鄭先生のお話に対して、こうした海外コリアンの人々の中で故郷(故地)に戻った人はいるのかと質問したところ、中国では170万人のうち70万人が韓国へ戻ったとのことでした。また、アメリカでは朝鮮戦争による孤児が養子として在住していましたが、その方たちも親族を求めて大半が韓国へ戻ったそうです。
以前より韓国ではジェンダー問題が強く意識されています。また競争社会のため、明るい未来を求め日本やアメリカ、オーストラリアなどで就職する方々もいるそうです。一見明るいように見える中で、こうした裏側で起こっている現実をよく見つめなくてはならないと考えさせられました。加えて、鄭先生は「韓国で起こっていることは、明日の日本」と仰っていました。今起こっている問題から目を背けるのではなく、自分たち一人一人が意識的に考え行動していかなくてはならないのだと思いました。

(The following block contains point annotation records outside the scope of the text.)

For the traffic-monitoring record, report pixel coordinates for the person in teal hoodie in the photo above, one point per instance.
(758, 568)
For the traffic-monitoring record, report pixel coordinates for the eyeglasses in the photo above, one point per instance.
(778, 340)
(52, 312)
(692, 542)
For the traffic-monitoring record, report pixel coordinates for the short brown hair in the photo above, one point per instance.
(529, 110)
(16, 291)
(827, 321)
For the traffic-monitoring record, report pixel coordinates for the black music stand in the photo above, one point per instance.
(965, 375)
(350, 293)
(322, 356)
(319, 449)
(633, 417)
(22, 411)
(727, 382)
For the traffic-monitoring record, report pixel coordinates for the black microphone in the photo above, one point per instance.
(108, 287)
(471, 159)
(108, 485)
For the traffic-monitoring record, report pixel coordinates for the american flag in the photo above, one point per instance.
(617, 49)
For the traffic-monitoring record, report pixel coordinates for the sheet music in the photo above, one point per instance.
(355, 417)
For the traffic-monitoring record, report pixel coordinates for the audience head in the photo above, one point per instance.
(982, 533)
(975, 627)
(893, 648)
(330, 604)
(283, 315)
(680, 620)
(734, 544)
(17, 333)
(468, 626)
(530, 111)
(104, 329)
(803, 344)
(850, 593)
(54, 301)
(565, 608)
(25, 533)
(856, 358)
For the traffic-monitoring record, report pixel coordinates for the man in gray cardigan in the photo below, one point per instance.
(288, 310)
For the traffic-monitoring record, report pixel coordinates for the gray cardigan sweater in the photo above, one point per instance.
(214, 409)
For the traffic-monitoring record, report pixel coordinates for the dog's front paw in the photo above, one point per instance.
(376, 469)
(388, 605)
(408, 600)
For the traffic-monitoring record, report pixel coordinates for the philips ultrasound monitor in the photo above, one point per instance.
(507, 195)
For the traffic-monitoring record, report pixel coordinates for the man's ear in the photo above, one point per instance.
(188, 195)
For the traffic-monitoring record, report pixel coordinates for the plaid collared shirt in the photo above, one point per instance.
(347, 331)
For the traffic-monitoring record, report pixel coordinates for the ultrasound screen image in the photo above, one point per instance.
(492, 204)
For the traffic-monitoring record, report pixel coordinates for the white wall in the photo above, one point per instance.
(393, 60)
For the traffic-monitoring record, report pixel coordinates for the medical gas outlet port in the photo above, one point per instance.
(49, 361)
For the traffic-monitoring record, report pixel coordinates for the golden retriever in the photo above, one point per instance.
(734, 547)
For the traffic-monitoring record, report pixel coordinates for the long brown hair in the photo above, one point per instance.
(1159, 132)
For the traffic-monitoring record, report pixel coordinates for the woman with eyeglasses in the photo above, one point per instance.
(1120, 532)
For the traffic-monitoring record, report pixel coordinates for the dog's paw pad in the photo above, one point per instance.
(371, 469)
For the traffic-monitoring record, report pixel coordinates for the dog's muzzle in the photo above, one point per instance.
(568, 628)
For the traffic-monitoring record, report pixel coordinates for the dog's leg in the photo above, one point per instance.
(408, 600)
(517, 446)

今回のゲスト講義を通して、海外コリアンと韓国の現状について、より深いところまで知ることができました。とても貴重な時間になりました。これを機会に、韓国の歴史や文化の理解を深め、今後の研究へと繋げていきたいと思います。お忙しい中、足をお運びいただいた鄭雅英先生、心より感謝申し上げます。ありがとうございました。